Ceasefire violations need to be stopped before they become dangerous

 
   

The fresh spurt in hostilities on the Line of Control in Mendhar and Akhnoor sectors is worrisome, especially if allowed to linger on, defeating the purpose of the goodwill generated by the bonhomie witnessed during Nawaz Sharief’s recent visit to New Delhi to attend the swearing-in of prime minister Narendra Modi. Two months after that happened, the new government led by BJP has yet to spell out its policy vis-a-vis its neighbours, particularly Pakistan and Nawaz Sharief and his government, too, have slipped into silence. There has as yet been no move to renew the peace process, least of all toconsolidate the gains of the earlier peace process and ensure among other things that there are no ceasefire violations. Unfortunately, the fresh bout of tensions sparked off on the day the Indian prime minister Narendra Modi visited Jammu and Kashmir less than a month ago. They have not only resulted in condemnable killings and loss of life on the borders, they have also triggered fears of a continuum of vicious cycle of violence that not only takes a toll of soldiers manning the borders but also the civilians caught on the two sides of this troubled zone. Six Indian army and BSF personnel have already been killed on the borders in less than 2 months and dozens including civilians are injured. The repeated violations not only retard the peace process, they also spread scare and insecurity.

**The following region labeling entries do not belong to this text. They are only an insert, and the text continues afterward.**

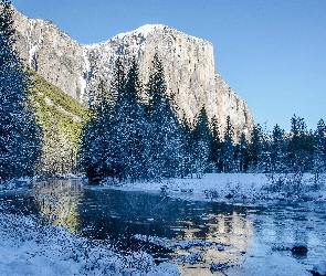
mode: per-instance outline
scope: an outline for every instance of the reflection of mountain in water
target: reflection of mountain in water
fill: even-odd
[[[206,259],[204,264],[178,264],[183,275],[207,275],[211,262],[242,263],[243,252],[252,243],[253,223],[245,219],[249,209],[244,206],[188,202],[166,193],[85,189],[81,182],[66,180],[35,185],[34,190],[44,216],[73,233],[123,243],[135,234],[212,242],[212,246],[176,248],[176,256],[198,251]],[[218,244],[224,245],[223,251]]]
[[[77,203],[83,192],[83,183],[66,180],[34,185],[34,199],[44,217],[72,233],[81,229]]]

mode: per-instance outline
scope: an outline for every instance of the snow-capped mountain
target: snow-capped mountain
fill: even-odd
[[[115,60],[133,56],[139,62],[140,79],[148,81],[155,53],[165,67],[168,93],[175,95],[179,116],[193,119],[202,105],[208,116],[221,124],[230,115],[238,136],[254,121],[246,103],[215,72],[213,45],[162,24],[146,24],[135,31],[82,45],[61,32],[52,22],[29,19],[15,12],[17,49],[30,67],[78,100],[99,77],[112,78]]]

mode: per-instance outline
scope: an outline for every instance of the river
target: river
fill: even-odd
[[[312,275],[326,255],[325,202],[261,204],[185,201],[162,192],[119,191],[51,180],[2,194],[11,212],[38,214],[117,251],[146,250],[178,265],[182,275]],[[302,242],[307,253],[287,244]],[[191,257],[192,256],[192,257]]]

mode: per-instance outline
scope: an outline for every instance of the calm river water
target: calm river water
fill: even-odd
[[[9,202],[12,211],[41,214],[72,233],[109,240],[120,251],[145,248],[177,264],[182,275],[211,275],[211,263],[225,264],[214,275],[312,275],[313,265],[326,258],[325,202],[259,206],[190,202],[166,193],[126,192],[71,180],[35,184],[28,193],[10,193],[0,200]],[[136,234],[161,237],[169,244],[197,243],[167,250],[136,240]],[[294,242],[306,243],[307,254],[280,250]],[[201,257],[181,262],[189,261],[191,252]]]

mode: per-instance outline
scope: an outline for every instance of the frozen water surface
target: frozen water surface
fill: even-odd
[[[168,267],[164,267],[168,265],[166,262],[177,265],[181,275],[312,275],[314,265],[324,264],[326,256],[324,199],[308,202],[273,200],[255,204],[251,201],[189,201],[166,192],[120,191],[78,181],[55,180],[35,184],[29,191],[1,193],[0,206],[2,221],[4,211],[6,215],[19,213],[13,217],[27,216],[28,225],[56,225],[45,227],[65,231],[69,236],[65,240],[74,241],[75,244],[71,242],[70,246],[60,247],[60,238],[56,243],[53,236],[44,234],[43,238],[52,238],[55,256],[49,253],[51,248],[46,246],[39,245],[36,252],[31,250],[31,254],[38,256],[30,257],[35,264],[46,264],[49,258],[54,258],[53,265],[49,265],[54,272],[64,272],[70,265],[74,267],[71,273],[87,275],[86,265],[94,263],[87,261],[87,257],[92,259],[91,254],[86,256],[80,250],[80,262],[76,262],[75,255],[70,255],[74,254],[72,248],[77,252],[77,248],[85,247],[85,241],[98,243],[92,245],[95,252],[101,246],[106,251],[109,248],[103,264],[97,262],[99,266],[107,266],[116,257],[120,259],[119,267],[123,267],[130,252],[135,252],[132,254],[135,259],[144,253],[143,258],[157,270],[140,267],[139,275],[164,275],[164,272],[172,275],[173,266],[169,272]],[[0,247],[15,246],[20,248],[20,255],[17,259],[12,252],[13,256],[9,252],[7,257],[1,253],[2,273],[9,272],[9,265],[29,266],[29,251],[21,250],[21,246],[28,246],[34,235],[40,235],[34,227],[22,226],[25,231],[20,231],[30,235],[30,240],[15,243],[8,238],[8,233],[15,231],[10,232],[9,227],[0,226],[0,235],[7,237],[1,240]],[[292,251],[295,245],[306,246],[307,251]],[[69,250],[65,252],[63,248]],[[44,253],[41,254],[42,250]],[[93,259],[96,258],[93,256]],[[164,263],[155,266],[154,262]],[[49,269],[49,275],[55,275]],[[118,270],[122,268],[115,269],[117,274],[122,273]],[[29,270],[18,270],[18,274],[11,270],[12,275],[23,272]],[[99,275],[105,275],[105,272],[97,269]]]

A history of skirmishes at the borders has revealed that such tensions have never been reduced through eyeball to eyeball confrontation, retaliation and military solutions. They can be ebbed only through conciliation and dialogue, that may not necessarily come from the top level but can be started from the level of military commanders, though a composite dialogue between the Indian and the Pakistani state at the highest levels can indeed facilitate such a mechanism where occasional bouts of hostility and skirmishes can be sorted out by both sides at the local level, without getting sucked in by the temptation of military retaliation. This, even as there are serious apprehensions on this side of Pakistan army trying to back infiltrators and militants or the fears lurking in the Pakistani establishment about the repercussions of a saffron party’s take-over in New Delhi. 

The only way forward is through initiating immediate talks on the issue and sorting out the mess that has begun to play havoc with lives of both security personnel and ordinary civilians living along the borders, besides re-creating a sense of panic and fear psychosis that had begun to wane ever since the ceasefire agreement between India and Pakistan was put into place. The situation is fast assuming serious proportions with the frequency of cross-firing increasing. It is time to begin serious negotiations to ensure that such hostilities on the borders do not take place and the sanctity of the agreement on ceasefire is maintained so that it can aid a more fruitful peace process between the two countries and also aid the process of the much needed resolution of Kashmir issue. Ceasefire on the borders is crucial for a healthy peace process, though on its own, it has no potential for resolving the ticklish and long pending issues between Islamabad and New Delhi. It can only be a good catalyst and therefore there is need to strengthen it, rather than letting complacency and hawkishness to take over and allowing the ceasefire to go haywire and out of control. For that, the political leadership both in New Delhi and Islamabad need to strengthen their controls over their respective official agencies and networking, without succumbing to temptations of petty politicking or getting cowed down by extreme right wing opinion. Any bits of hawkishness and hostility, in rhetoric or on the ground at the borders, need a more statesmanlike and pragmatic response, not one conditioned by complacency, rigidity or harshness.